The demographics of the patients utilizing any PGD as the case definition are presented in Supplemental Table 1. There was an association between plasma F₂-isoprostanes with any PGD (28.8 vs. 19.1, p=0.01) but no association between isofurans (40.1 pg/ml vs. 31.1 pg/ml, p=0.1) and any PGD (Supplemental Figure 1). Among patients reperfused with FiO₂>40%, F₂-isoprostane levels were significantly higher in patients with any PGD compared to control subjects (30.2 pg/ml vs. 18.3 pg/ml, p=0.02). In patients reperfused at lower FiO₂, there was no difference in F₂-isoprostane levels (24.7 pg/ml vs. 21.0 pg/ml, p=0.6). There was no association between isofuran levels and any PGD when evaluating subgroups defined by reperfusion FiO₂. In contrast to the analysis of severe PGD, there was no association between F₂-isoprostane or isofuran levels and any PGD when evaluating subgroups defined by previous donor smoking status.

Discussion

We found that post-reperfusion plasma levels of lipid peroxidation products are associated with severe PGD after lung transplantation. Furthermore, the association between plasma F₂-isoprostanes and PGD differed according to donor smoking history and reperfusion FiO₂. These findings provide possible evidence that previously identified associations between receipt of a lung from a donor with smoke exposure or higher reperfusion FiO₂ and development of PGD involve potentiation of oxidant injury by these pre- and peri-operative exposures⁴.

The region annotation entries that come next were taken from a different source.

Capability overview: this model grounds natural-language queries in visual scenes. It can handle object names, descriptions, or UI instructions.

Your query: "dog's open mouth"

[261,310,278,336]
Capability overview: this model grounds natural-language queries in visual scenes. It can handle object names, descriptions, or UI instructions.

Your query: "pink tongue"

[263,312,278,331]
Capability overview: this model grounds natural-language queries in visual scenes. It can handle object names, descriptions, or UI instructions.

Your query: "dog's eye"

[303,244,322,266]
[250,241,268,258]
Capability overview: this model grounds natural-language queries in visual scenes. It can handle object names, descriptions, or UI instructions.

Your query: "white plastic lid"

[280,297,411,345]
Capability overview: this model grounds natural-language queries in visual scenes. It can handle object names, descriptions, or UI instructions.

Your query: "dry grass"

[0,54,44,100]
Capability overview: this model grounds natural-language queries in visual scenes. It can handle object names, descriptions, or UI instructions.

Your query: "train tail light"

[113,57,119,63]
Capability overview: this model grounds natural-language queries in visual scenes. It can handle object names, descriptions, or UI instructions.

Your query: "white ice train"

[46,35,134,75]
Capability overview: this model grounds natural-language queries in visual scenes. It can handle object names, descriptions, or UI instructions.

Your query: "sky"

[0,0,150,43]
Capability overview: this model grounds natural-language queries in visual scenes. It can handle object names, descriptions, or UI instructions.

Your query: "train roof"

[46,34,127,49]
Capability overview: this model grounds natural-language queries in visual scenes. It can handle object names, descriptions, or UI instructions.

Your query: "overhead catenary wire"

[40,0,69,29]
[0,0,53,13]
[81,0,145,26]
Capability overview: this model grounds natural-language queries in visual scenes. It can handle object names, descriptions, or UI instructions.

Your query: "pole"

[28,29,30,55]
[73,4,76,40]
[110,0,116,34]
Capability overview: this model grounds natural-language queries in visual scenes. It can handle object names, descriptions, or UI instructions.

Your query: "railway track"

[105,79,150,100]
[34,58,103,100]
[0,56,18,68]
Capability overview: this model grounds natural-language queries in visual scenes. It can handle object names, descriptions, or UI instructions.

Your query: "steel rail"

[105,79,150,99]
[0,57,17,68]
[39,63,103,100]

Oxidative injury may be an important mechanism of acute lung injury in PGD that may be potentiated by donor exposure to cigarette smoke. There is a well-documented association between lipid peroxidation products and cigarette exposure^11,30. For example, thiobarbituric acid reactive substances (TBARS), biomarkers of lipid peroxidation, are doubled in the bronchoalveolar lavage (BAL) fluid of chronic smokers and increased 6-fold in acute smokers compared to non-smoking controls³¹. Thus, the allograft procured from a donor with smoke exposure may be inherently prone to injury due to the accumulation of lipid peroxidation products, and less likely to be able to recover from IRI in the setting of oxidative damage. In support of this, donor smoking history is strongly associated with risk of PGD in both risk factor as well as predictive models^4,32. Furthermore, donor smoking is associated with increased pulmonary edema, impaired gas exchange, and higher BAL levels of inflammatory chemokines in explanted lungs not used for transplantation³³. The current finding of association of PGD with high levels of lipid peroxidation products secondary to donor smoke exposure further supports the importance of oxidative injury pathways in PGD. However, given that our results cannot rule out that lipid peroxidation is an epiphenomenon rather than the underlying cause of lung injury, model systems such as the ex vivo human lung will need to be employed to provide further evidence of causality. Our study provides proof-of-concept to justify such studies.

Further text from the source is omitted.